Label

Minggu, 09 Januari 2011

Asal Usul Tuanku Imam Bonjol

Asal Usul Tuanku Imam Bonjol dan Gerakan Paderi atau Perang Paderi (1803-1838), di Minangkabau



Bermula dari kontroversi Buku Tuanku Rao.
Senin, 22/09/2008 11:02 WIB
Tuanku Rao
Pengarang: Mangaradja Onggang Parlindungan
Penerbit: LKiS, Yogyakarta
Cetakan: Juni 2007
Ukuran: 691 halaman


Sinopsis:
Buku ini melihat Gerakan Paderi dengan sudut pandang etnis Batak. Berbeda dengan umumnya sejarah Paderi yang menggunakan sudut pandang etnis Minang. Gerakan Paderi (1803-1837) selaku cabang Gerakan Wahabi di Arab, merupakan gerakan radikalisme Hambali Zealots, begitu keyakinan Mangaradja Onggang Parlindungan.

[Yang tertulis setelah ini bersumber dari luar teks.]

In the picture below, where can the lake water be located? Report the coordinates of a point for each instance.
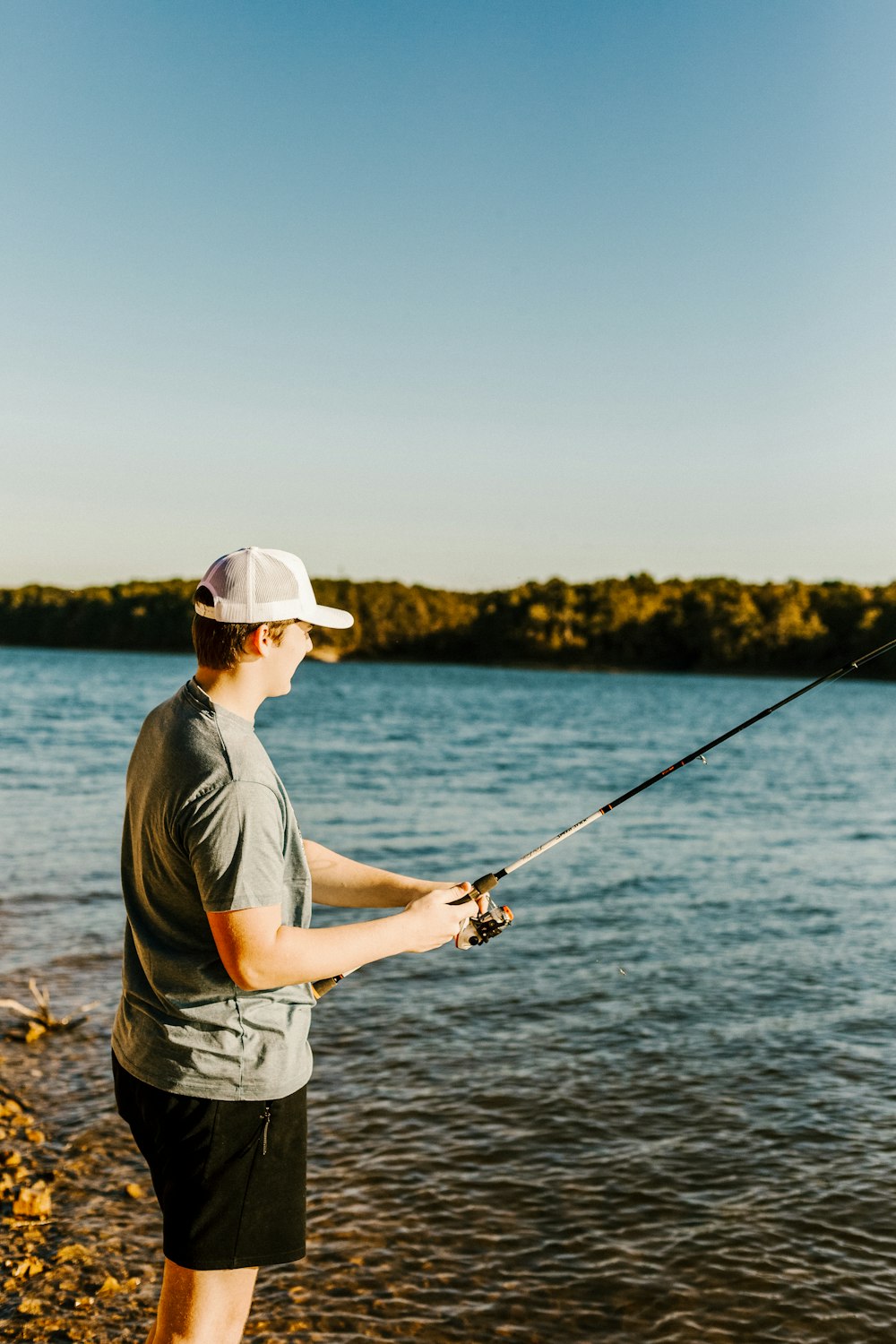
(661, 1107)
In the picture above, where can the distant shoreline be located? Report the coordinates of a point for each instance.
(634, 624)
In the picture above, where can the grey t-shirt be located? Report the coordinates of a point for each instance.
(209, 827)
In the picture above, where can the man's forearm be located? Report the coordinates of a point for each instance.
(338, 881)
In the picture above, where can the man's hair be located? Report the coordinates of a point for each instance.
(220, 644)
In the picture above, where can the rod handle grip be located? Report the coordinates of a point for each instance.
(479, 889)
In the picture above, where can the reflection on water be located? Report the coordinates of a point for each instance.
(519, 1142)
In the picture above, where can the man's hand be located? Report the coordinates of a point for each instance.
(432, 919)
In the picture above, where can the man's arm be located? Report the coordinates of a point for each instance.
(260, 952)
(338, 881)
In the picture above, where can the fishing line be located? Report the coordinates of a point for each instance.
(495, 918)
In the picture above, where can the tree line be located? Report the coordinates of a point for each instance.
(635, 623)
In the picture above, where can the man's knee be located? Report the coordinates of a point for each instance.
(203, 1306)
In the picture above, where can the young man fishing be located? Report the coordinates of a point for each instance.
(210, 1043)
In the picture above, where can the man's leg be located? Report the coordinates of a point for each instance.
(203, 1306)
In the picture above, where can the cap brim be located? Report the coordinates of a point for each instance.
(331, 617)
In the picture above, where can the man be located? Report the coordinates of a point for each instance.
(210, 1043)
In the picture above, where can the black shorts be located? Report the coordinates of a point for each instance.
(228, 1175)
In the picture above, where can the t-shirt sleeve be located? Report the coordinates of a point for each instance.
(236, 839)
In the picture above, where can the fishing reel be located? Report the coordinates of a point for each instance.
(482, 927)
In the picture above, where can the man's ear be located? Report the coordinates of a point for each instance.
(257, 642)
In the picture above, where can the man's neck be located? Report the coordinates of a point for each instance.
(231, 690)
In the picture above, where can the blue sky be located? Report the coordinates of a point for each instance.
(458, 293)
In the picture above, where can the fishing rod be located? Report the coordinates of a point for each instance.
(495, 919)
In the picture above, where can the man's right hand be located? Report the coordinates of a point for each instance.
(433, 921)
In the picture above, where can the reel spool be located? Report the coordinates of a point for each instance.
(484, 927)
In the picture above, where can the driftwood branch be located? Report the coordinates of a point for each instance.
(39, 1018)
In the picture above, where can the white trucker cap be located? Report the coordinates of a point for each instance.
(252, 586)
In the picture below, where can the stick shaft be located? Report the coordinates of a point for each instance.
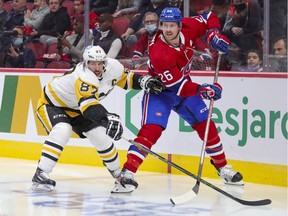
(243, 202)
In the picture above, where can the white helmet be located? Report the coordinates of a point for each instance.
(94, 53)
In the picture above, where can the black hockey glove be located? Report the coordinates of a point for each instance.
(151, 84)
(114, 128)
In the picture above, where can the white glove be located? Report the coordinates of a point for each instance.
(114, 128)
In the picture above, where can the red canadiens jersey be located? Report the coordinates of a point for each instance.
(172, 64)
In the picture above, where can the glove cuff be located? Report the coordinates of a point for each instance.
(211, 33)
(143, 81)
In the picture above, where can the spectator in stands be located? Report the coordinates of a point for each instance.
(254, 61)
(136, 29)
(54, 23)
(278, 19)
(16, 16)
(74, 44)
(79, 8)
(103, 6)
(280, 52)
(106, 38)
(3, 16)
(243, 26)
(35, 18)
(18, 56)
(127, 8)
(220, 8)
(151, 23)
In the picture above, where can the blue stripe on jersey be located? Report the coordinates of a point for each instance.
(214, 149)
(205, 16)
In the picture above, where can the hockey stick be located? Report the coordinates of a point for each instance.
(191, 194)
(243, 202)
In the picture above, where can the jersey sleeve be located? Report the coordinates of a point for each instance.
(129, 80)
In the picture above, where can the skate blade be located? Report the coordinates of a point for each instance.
(36, 187)
(240, 183)
(120, 189)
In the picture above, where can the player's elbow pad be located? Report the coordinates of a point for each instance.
(95, 113)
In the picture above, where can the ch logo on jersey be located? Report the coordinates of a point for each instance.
(114, 81)
(189, 56)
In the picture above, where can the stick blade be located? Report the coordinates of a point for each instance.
(183, 198)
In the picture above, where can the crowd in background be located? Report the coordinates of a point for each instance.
(51, 33)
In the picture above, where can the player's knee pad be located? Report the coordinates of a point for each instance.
(213, 136)
(60, 133)
(97, 136)
(149, 134)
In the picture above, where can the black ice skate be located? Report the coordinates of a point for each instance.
(125, 183)
(41, 182)
(228, 175)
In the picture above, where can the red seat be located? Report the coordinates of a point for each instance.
(8, 6)
(38, 48)
(127, 51)
(120, 25)
(59, 65)
(52, 48)
(70, 7)
(40, 64)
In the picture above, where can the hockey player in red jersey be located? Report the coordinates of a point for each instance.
(171, 55)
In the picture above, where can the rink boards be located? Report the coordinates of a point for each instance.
(251, 119)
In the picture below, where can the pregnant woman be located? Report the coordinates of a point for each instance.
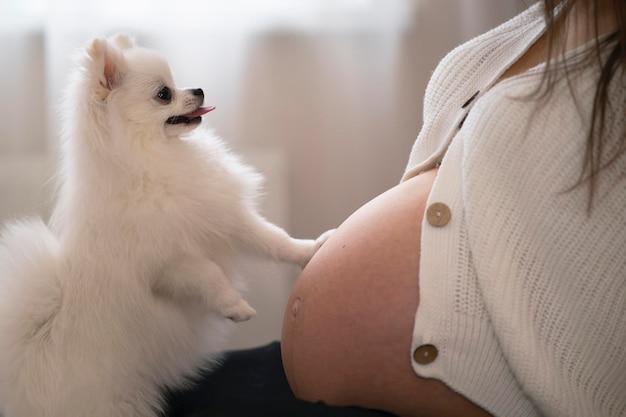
(492, 279)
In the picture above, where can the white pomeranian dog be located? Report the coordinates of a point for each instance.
(129, 289)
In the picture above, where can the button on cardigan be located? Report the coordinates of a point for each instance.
(523, 292)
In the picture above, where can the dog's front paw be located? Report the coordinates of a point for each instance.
(314, 246)
(238, 312)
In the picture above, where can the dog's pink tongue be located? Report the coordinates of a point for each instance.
(200, 112)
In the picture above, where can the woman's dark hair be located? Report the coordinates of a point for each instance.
(609, 54)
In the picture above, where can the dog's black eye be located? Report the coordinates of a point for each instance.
(165, 94)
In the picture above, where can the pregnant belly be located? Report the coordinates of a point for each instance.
(349, 320)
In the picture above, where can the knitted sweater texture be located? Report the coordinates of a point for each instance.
(523, 291)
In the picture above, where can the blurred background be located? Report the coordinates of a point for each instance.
(324, 97)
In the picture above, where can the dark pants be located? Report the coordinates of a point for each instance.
(251, 383)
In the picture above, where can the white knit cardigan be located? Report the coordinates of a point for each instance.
(523, 292)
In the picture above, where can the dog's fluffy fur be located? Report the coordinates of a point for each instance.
(128, 290)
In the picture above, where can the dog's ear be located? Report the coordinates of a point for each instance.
(108, 62)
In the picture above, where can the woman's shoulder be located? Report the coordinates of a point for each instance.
(480, 60)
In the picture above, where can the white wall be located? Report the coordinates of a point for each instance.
(324, 97)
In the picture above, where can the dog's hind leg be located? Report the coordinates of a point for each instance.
(200, 280)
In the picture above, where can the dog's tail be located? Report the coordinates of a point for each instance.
(30, 295)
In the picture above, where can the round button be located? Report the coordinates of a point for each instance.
(438, 214)
(425, 354)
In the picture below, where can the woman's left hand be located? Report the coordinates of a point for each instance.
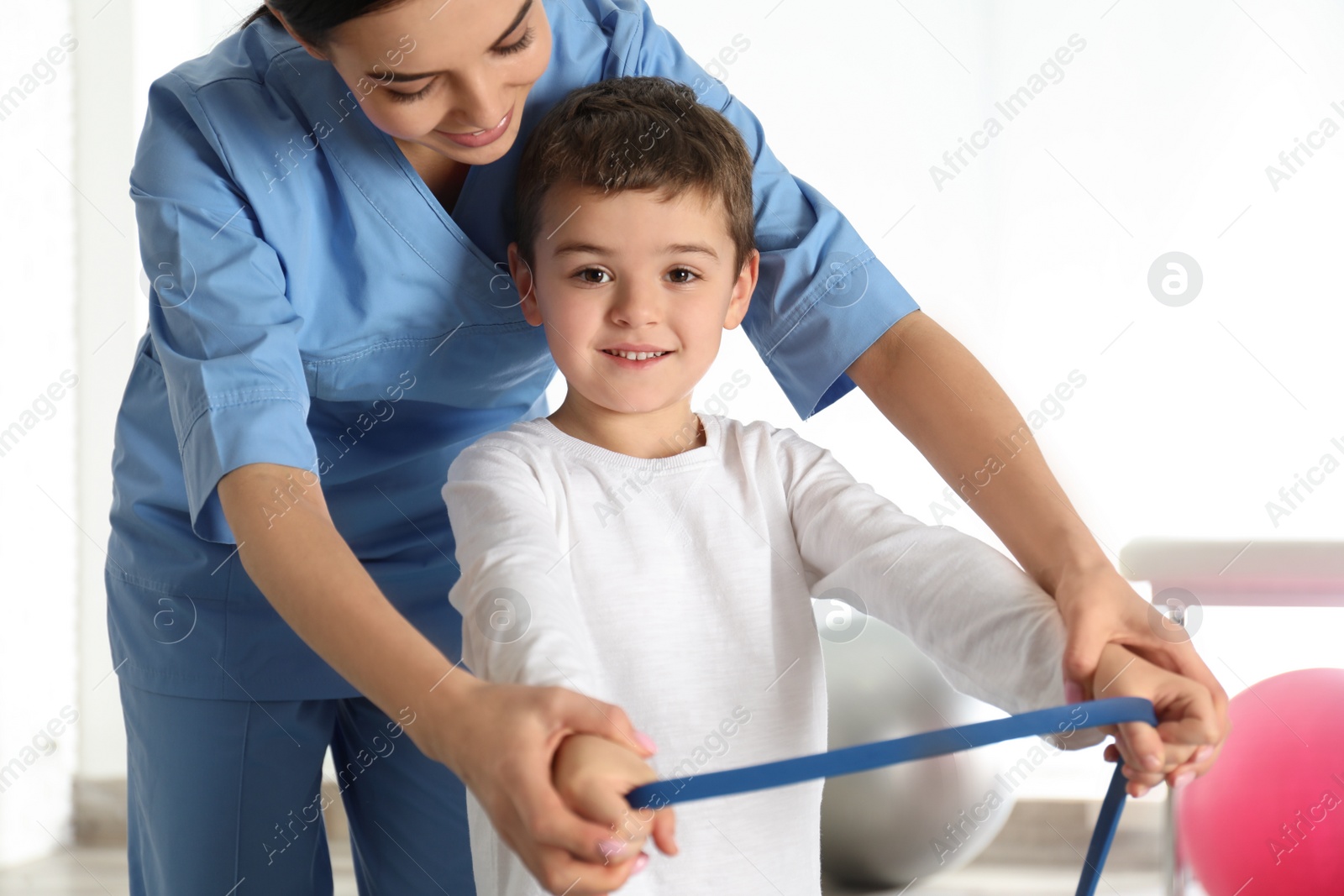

Gerakan perang Paderi dilatarbelakangi perintah langsung Abdullah Ibn Saud Raja Arab Saudi kepada tiga tawanan perang bersuku bangsa Minangkabau Kolonel Haji Piobang, Mayor Haji Sumanik dan Haji Miskin. Mereka bertiga dirangket saat pasukan Wahabi merebut Mekkah dari tangan Turki, 1802. Para pecundang tidak dihukum mati boleh lepas bebas. Kompensasinya, mereka harus membuka cabang Gerakan Wahabi sesampai di kampung halaman.
Pembentukan pasukan Wahabi Minangkabau dipercayakan pada Kolonel Haji Piobang. Tentara Wahabi Minangkabau bentukan para tawanan Raja Abdullah Ibn Saud, cikal bakal pasukan Paderi. Kelak jadi army group Tuanku Rao yang melakukan ekspansi di tanah Batak.

Dengan meriam, pasukan Paderi mampu menembus dan mengobrak abrik isolasi alam Tapanuli yang terlindung pegunungan Bukit Barisan dan lembah Danau Toba. Di bawah pimpinan Pongkinangolngolan pasukan Paderi memancung kepala Singamangaradja X dalam penyerbuan ke Bakkara, ibukota Dinasti Singamangaradja tahun 1819.

Pongkinangolngolan merupakan anak hasil perkawinan sumbang (incest) Putri Gana Sinambela dengan pamannya Pangeran Gindoporang Sinambela. Gana Sinambela sendiri kakak dari Singamangaradja X. Pongkinangilngolan seperti dituturkan Onggan Parlindungan dibuang karena dianggap anak haram jadah dan sumber aib keluarga.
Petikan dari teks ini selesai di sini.